Objective: In this study, we aimed to characterize the ability of bergenin to eliminate the radicals
in non-biological systems.
Methods: We evaluated bergenin’s ability to protect erythrocytes from oxidative damage in a biological
system. We have elucidated bergenin structure using nuclear magnetic resonance, X-ray
diffraction, Fourier transform infrared spectroscopy, and differential scanning calorimetry. We
then evaluated its antioxidant capacity in vitro against DPPH•
, hydroxyl radicals, and nitric
oxide, and determined its ability to transfer electrons owing to its reduction potential and ability
to chelate iron. We also evaluated its protective capacity against oxidative damage produced by
AAPH in erythrocytes, its hemolytic properties, its ability to inhibit hemolysis, and its ability to
maintain intracellular reduced glutathione homeostasis.

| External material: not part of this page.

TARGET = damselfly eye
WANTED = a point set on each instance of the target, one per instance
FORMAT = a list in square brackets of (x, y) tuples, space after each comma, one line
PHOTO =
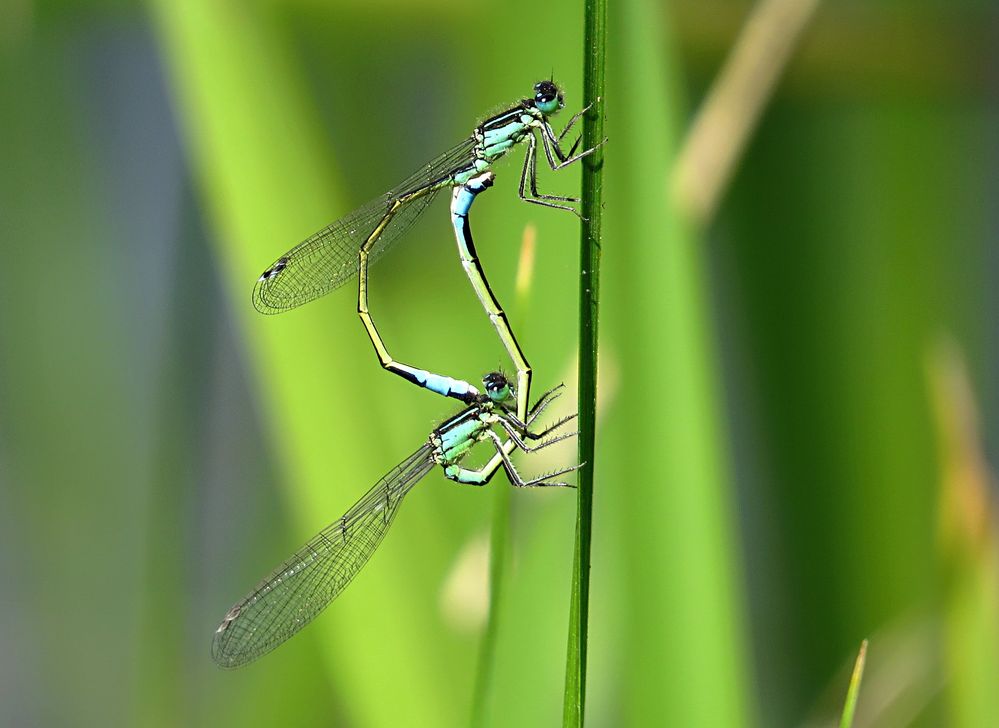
[(547, 97)]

Results: Bergenin concentrations between 0.1 and 3mM significantly (p < 0.05) and dose dependently
decreased formation of ABTS•+
, nitrite ions, OH•
, reduced formation ferricyanide,
complex, inhibited AAPH-induced oxidative hemolysis of erythrocytes, raised GSH
levels in the presence of AAPH, inhibited AAPH-induced lipid peroxidation in erythrocytes.
Conclusion: Bergenin may represent a novel alternative antioxidant, with potential applications in
various industries, including drugs, cosmetics, and foods.